People Who Make Music Together Do Not Shoot at Each Other
Making music and experiencing music can touch everyone without prerequisites and hurdles, directly providing significant moments of experience. And the essence of music and its experience is conciliatory and healing – peace giving. This is why it is so important to invest in music, in teaching how to play instruments, in music schools, universities and ensembles. We should be investing in orchestras and choirs, brass bands, accordion or drum bands, and oud ensembles, for as a famous canon says, 'Where people sing, settle down, wicked people have no songs.' To this we might add, 'Where music is made, peace and respectful encounters ensue, in harmony with our own origins and our own needs.' I maintain that people who make music together do not shoot at each other.
Music is made all over the world, and all over the world there have long been musical initiatives for better understanding between people and peoples. A prime example is certainly the West-Eastern Divan Orchestra founded by Daniel Barenboim and Edward Said. The unique potential of music is also used by a Jeunesses Musicales International initiative called Ethno, in which people from different ethnic backgrounds meet and make music or copy each other's music. This is a very direct form of international encounter.

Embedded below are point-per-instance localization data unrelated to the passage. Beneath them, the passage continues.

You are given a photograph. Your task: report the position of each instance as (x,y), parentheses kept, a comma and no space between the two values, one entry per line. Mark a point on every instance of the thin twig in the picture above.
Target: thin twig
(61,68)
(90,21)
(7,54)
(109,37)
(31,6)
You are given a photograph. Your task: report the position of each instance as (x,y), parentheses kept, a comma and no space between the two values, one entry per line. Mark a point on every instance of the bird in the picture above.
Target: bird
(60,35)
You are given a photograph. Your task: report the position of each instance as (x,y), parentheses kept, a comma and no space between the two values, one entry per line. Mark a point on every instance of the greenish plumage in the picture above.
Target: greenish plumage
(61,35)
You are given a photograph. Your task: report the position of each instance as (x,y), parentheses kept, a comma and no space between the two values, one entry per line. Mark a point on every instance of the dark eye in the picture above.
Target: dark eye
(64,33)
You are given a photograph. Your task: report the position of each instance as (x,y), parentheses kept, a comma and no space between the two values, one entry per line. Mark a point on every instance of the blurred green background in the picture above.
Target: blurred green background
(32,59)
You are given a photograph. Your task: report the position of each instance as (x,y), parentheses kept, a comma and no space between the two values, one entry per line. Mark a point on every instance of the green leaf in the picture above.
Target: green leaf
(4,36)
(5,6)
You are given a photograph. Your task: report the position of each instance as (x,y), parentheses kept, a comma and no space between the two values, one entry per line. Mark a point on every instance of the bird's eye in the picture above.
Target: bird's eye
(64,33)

The project Music Creates a Sense of Home thus has many different meanings for each of us. We rediscover our own cosmic nature in music and we thus return home, while people who have been driven from their homes can engage with their new environments through their music and thus find a home in two senses – both an inner and an external home. Music should be a key element in any formulation of the guiding principles of global citizenship education. There is no other discipline that can so immediately, directly and cheaply reach people. We should make more use of this power and unique potential and see our world citizenship as a never-ending symphonic project of making music. Music is joined by dance and a celebration of language, and we are then transformed and our divine nature becomes evident – in peace and full of love and dignity.
Music creates a sense of home, music makes peace.
Aus: Global Citizenship. Perspektiven einer Weltgemeinschaft / Roland Bernecker, Roland Grätz (Hg.). – Göttingen: Steidl, 2017. – 192 S.